A questi numeri si aggiungono i drammi dei naufragi nel Mediterraneo e le ingiustizie che i migranti subiscono lungo la rotta balcanica. «Se tutti gli Stati, tra cui anche l’Italia – osserva Sara Ferrari di Caritas Padova – agissero in modo sistemico, si potrebbero mettere in atto delle vere alternative». Corridoi umanitari, corridoi universitari, contrasto alla tratta, progetti di integrazione: non semplici slogan ma storie di successo già sperimentate e validate. I corridoi umanitari consentono alle persone di partire direttamente dai campi profughi gestiti da enti internazionali, entrando in Europa già con un permesso di soggiorno in mano e un’accoglienza stabilita. Altra possibilità è data invece dai corridoi universitari, frutto di accordi tra Università, Caritas e Chiesa Valdese, con opportunità di studio e formazione.

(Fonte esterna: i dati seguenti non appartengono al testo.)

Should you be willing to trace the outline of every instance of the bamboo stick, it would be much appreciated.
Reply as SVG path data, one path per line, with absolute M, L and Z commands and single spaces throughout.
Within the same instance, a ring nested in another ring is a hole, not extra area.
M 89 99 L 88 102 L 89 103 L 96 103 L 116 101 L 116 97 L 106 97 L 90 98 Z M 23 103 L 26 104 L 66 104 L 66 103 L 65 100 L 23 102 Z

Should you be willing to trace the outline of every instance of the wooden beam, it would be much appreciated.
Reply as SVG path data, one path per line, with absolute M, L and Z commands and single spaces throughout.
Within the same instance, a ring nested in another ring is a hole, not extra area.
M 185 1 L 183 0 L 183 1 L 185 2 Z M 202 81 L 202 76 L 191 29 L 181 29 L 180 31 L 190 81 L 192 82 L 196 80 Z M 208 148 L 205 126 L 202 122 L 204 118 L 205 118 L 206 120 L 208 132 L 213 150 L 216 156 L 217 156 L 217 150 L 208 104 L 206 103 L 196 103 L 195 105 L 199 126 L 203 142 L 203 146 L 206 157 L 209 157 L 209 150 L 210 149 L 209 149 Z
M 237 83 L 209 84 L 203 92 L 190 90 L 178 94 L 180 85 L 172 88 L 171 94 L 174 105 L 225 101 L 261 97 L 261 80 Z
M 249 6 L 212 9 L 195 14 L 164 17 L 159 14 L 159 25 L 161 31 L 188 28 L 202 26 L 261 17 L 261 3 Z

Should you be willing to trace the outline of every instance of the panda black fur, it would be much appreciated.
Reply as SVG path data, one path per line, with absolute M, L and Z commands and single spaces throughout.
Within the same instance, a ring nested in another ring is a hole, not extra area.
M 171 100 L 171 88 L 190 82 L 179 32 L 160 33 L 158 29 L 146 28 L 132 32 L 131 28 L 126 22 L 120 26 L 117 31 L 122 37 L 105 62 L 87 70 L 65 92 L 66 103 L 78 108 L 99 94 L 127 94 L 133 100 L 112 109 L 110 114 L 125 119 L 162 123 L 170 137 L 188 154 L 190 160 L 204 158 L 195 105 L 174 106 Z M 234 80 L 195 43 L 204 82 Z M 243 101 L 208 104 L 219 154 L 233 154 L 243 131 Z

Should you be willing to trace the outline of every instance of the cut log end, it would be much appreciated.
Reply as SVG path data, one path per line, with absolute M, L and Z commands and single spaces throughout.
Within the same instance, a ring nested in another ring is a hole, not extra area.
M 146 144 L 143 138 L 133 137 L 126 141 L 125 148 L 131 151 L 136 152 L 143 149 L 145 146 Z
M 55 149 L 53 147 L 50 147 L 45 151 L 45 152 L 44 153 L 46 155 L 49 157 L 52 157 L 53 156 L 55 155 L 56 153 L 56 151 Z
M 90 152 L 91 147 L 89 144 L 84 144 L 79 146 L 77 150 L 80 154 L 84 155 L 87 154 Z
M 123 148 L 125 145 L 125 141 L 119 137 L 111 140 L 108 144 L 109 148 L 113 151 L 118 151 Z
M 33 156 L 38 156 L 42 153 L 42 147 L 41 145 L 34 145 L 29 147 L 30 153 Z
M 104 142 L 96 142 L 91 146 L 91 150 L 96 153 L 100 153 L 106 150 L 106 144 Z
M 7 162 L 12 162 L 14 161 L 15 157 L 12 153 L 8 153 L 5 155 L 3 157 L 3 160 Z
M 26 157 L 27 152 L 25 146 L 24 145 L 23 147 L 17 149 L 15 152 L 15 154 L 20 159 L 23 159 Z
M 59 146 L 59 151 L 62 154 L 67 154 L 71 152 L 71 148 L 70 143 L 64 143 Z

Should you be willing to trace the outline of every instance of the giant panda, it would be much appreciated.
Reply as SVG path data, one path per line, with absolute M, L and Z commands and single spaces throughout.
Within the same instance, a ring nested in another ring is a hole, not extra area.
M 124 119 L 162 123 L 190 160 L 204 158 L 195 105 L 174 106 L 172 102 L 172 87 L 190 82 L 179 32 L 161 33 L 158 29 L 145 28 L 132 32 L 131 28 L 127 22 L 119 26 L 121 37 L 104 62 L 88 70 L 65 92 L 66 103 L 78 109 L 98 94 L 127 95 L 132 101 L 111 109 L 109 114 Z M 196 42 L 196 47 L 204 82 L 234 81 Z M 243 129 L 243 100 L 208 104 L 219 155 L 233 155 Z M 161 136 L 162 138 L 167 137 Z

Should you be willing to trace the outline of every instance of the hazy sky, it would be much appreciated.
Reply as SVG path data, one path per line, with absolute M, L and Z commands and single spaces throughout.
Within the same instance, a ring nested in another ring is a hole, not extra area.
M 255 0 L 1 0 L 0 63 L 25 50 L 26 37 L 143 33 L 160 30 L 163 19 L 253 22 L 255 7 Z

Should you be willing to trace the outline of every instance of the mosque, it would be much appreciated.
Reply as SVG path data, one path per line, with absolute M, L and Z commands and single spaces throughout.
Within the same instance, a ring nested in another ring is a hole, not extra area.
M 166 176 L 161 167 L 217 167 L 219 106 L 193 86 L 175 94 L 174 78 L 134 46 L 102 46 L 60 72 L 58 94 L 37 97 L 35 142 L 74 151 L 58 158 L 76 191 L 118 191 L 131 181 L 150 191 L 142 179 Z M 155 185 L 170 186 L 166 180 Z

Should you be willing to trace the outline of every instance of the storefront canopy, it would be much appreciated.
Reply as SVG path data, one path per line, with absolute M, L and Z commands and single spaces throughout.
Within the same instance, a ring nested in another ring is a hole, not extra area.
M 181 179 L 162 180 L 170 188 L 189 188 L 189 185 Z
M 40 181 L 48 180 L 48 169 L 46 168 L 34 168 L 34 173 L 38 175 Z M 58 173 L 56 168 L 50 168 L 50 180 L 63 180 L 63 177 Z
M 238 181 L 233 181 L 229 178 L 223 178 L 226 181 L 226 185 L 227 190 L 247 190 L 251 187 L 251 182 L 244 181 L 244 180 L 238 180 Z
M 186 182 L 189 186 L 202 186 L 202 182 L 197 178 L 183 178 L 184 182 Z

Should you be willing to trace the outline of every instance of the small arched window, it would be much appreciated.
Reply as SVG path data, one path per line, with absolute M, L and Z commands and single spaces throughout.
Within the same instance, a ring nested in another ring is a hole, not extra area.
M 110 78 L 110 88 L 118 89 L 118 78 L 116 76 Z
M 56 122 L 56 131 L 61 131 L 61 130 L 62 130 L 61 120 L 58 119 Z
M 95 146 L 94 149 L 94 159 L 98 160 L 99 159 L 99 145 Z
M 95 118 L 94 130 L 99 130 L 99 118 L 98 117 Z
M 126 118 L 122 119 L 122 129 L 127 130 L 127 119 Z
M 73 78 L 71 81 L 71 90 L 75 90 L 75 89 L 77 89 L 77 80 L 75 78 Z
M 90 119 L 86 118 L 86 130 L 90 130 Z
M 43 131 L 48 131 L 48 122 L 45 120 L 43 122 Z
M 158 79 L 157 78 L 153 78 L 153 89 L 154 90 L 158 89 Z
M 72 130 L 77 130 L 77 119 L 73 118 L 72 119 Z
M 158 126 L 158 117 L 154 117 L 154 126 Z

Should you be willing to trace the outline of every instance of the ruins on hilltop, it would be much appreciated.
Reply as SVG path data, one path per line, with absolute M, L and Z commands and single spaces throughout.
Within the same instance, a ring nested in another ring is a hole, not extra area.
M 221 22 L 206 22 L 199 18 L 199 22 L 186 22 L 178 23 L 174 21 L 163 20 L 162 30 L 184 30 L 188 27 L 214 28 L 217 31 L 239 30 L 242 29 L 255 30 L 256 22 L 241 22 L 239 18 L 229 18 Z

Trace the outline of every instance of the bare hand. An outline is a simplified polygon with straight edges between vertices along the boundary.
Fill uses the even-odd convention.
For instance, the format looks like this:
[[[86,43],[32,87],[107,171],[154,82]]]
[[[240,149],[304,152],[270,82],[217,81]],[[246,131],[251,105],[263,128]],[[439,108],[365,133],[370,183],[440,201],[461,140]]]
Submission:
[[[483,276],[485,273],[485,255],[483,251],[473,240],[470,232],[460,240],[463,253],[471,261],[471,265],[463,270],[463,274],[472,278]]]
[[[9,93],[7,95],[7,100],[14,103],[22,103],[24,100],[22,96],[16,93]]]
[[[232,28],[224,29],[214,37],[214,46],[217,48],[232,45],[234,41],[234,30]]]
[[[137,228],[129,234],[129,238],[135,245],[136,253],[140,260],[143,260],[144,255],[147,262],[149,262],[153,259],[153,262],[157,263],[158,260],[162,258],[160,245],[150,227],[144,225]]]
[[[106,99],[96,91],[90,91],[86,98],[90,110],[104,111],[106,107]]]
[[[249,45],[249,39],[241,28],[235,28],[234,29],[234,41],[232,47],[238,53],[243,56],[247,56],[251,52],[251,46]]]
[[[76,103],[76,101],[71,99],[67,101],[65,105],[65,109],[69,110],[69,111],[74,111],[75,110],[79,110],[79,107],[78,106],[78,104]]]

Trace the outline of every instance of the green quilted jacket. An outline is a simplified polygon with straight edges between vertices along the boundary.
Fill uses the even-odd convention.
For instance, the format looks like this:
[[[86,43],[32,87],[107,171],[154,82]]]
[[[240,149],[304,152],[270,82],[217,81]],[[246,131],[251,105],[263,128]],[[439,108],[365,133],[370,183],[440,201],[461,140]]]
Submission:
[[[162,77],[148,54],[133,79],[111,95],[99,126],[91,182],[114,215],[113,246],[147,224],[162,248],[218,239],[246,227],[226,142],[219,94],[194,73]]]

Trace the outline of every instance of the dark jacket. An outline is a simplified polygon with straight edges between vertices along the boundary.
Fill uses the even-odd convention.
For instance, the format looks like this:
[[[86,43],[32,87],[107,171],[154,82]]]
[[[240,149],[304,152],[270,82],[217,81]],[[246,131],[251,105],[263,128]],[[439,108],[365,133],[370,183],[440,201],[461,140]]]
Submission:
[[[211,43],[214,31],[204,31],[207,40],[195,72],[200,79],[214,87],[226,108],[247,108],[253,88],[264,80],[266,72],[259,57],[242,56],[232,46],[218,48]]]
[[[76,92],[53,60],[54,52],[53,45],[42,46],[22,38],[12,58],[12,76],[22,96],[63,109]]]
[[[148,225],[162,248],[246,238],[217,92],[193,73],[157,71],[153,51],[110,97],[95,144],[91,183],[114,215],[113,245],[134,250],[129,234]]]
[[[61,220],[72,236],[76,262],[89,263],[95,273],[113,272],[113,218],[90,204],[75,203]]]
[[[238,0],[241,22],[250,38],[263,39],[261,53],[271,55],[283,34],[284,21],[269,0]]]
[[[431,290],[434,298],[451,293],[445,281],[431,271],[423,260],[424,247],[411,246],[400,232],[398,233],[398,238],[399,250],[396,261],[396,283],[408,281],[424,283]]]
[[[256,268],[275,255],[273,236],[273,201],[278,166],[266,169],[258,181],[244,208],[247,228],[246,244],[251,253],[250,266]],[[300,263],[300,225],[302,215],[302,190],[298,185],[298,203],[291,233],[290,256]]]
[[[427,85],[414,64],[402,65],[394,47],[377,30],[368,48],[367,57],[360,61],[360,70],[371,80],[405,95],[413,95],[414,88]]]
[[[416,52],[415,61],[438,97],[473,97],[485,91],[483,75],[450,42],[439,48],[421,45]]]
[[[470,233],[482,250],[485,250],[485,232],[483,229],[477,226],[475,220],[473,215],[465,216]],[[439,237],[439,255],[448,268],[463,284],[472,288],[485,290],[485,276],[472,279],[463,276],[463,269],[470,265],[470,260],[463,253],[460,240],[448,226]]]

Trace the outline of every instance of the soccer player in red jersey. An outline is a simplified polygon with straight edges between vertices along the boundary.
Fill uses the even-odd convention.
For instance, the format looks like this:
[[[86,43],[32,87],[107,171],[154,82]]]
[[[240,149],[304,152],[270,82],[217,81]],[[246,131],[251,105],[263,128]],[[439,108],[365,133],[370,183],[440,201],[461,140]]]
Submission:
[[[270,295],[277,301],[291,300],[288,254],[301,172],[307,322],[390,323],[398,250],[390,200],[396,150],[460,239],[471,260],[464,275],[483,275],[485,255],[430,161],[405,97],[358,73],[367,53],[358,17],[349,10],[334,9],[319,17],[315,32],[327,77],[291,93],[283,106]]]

Italia, non più una meta attrattiva per migranti
È stato pubblicato in ottobre dalla Fondazione Leone Moressa il decimo Rapporto annuale sull’economia dell’immigrazione. I lavoratori immigrati in Italia sono oltre 2,5 milioni: si tratta di lavoratori più giovani e con mestieri meno qualificati, che però nel 2019 hanno dichiarato 17,9 miliardi di tasse e contributi previdenziali. Le imprese guidate da cittadini stranieri mantengono vitalità: negli ultimi anni queste ultime hanno registrato una crescita del 32,7 per cento in confronto del calo delle imprese guidate da italiani.
Intervistato sulla pagina Facebook di Caritas Padova, Enrico di Pasquale della Fondazione Moressa ha però spiegato come il fenomeno sia in contrazione: «Il nostro Paese non è più una meta attrattiva per gli stranieri, ma una terra di passaggio verso il Nord Europa. Questo ci dovrebbe preoccupare». Il fenomeno va ripensato globalmente: «L’immigrazione non va trattata come un’emergenza, un problema da risolvere legato alla sicurezza, ma è parte integrante della nostra società».